0

I'm trying to run a kubeflow pipeline setup and I have several environements (dev, staging, prod).

In my pipeline I'm using kfp.components.func_to_container_op to get a pipeline task instance (ContainerOp), and then execute it with the appropriate arguments that allows it to integrate with my s3 bucket:

from utils.test import test

test_op = comp.func_to_container_op(test, base_image='my_image')

read_data_task = read_data_op(
    bucket,
    aws_key,
    aws_pass,
)

arguments = {
    'bucket': 's3',
    'aws_key': 'key',
    'aws_pass': 'pass',
}
kfp.Client().create_run_from_pipeline_func(pipeline, arguments=arguments)

Each one of the environments is using different credentials to connect to it and those credentials are being passed in the function:

def test(s3_bucket: str, aws_key: str, aws_pass: str):
....
s3_client = boto3.client('s3', aws_access_key_id=aws_key, aws_secret_access_key=aws_pass)
s3_client.upload_file(from_filename, bucket_name, to_filename)

so for each environment I need to update the arguments to contain the correct credentials and it makes it very hard to maintain since each time that I want to update from dev to stg to prod I can't simply copy the code.

My question is what is the best approach to pass those credentials?

torpido
  • 63
  • 9
  • My ideal solution would be that those credentials should get initialized as env variables and that my pipeline will not be aware of them, that could have work if I could run the docker before the pipeline through an external process that will be aware of the env that I'm running on (dev/stg/prod) and then set those env variables before.
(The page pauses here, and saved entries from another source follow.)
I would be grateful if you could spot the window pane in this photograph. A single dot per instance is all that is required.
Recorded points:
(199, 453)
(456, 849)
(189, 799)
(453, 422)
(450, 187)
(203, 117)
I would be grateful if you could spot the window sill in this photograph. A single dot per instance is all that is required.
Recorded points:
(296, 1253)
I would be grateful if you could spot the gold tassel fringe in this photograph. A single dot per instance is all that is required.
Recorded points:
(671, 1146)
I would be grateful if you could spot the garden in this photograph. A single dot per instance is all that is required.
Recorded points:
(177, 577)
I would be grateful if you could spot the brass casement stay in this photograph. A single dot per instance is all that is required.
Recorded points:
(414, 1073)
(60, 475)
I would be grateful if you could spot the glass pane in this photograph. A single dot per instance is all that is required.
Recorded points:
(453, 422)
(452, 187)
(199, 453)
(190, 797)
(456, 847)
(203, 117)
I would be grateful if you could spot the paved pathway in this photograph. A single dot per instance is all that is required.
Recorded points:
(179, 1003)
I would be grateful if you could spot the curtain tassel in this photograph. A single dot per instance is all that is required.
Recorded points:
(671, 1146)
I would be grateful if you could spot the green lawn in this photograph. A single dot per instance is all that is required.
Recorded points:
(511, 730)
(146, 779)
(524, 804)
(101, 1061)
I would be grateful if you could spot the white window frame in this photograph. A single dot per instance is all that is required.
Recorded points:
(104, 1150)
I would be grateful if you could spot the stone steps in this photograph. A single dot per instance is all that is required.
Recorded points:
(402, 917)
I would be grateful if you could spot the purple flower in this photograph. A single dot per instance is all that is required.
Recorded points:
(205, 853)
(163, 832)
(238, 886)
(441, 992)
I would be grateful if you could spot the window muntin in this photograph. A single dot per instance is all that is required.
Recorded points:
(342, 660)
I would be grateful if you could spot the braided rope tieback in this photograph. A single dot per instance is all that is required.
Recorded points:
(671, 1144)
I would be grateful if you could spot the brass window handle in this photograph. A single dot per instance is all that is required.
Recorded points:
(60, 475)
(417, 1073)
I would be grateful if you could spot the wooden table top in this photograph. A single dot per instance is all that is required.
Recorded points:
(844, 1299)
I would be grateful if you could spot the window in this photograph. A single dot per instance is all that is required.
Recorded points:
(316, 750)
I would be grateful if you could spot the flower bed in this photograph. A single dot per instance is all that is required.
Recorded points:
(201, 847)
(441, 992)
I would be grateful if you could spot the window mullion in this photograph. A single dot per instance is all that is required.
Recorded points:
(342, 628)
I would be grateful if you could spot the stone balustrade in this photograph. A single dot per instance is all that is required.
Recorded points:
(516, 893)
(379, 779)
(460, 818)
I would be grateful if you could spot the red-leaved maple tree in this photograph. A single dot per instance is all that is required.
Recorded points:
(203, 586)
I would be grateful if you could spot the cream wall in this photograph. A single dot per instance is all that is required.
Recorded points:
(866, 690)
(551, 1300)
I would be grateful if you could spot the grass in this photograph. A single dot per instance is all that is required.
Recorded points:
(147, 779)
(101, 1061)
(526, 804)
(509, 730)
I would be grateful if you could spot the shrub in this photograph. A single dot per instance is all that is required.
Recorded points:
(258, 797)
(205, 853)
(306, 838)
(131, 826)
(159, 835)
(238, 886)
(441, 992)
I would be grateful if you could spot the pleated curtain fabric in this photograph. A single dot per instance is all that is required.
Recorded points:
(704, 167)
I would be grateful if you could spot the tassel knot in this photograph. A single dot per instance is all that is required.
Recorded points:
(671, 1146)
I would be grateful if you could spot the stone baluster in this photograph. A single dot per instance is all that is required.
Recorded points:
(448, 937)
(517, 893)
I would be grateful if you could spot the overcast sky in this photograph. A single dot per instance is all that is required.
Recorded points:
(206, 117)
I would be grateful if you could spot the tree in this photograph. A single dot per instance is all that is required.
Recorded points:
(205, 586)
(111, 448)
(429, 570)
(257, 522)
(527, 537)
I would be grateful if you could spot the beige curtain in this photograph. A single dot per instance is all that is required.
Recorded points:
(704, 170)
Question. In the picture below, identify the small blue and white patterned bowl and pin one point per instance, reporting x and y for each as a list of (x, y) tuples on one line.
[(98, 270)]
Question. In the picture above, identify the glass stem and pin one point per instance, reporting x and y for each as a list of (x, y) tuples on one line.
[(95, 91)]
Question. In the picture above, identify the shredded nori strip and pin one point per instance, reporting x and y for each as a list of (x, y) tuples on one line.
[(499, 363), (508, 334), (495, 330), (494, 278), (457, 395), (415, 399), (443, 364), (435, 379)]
Just a thought, although I hope there is a more elegant solution – torpido Apr 20 '20 at 23:13

1 Answers1

0

Ideally you should push any env-specific configurations as close to the cluster as possible (as far away from components).

You can create Kubernetes secret in each environemnt with different creadentials. Then use that AWS secret in each task:

from kfp import aws

def my_pipeline():
   ...

   conf = kfp.dsl.get_pipeline_conf()
   conf.add_op_transformer(aws.use_aws_secret('aws-secret', 'AWS_ACCESS_KEY_ID', 'AWS_SECRET_ACCESS_KEY'))

Maybe boto3 can auto-load the credentials using the secret files and the environment variables.

At least all GCP libraries and utilities do that with GCP credentials.

P.S. It's better to create issues in the official repo: https://github.com/kubeflow/pipelines/issues

Ark-kun
  • 6,358
  • 2
  • 34
  • 70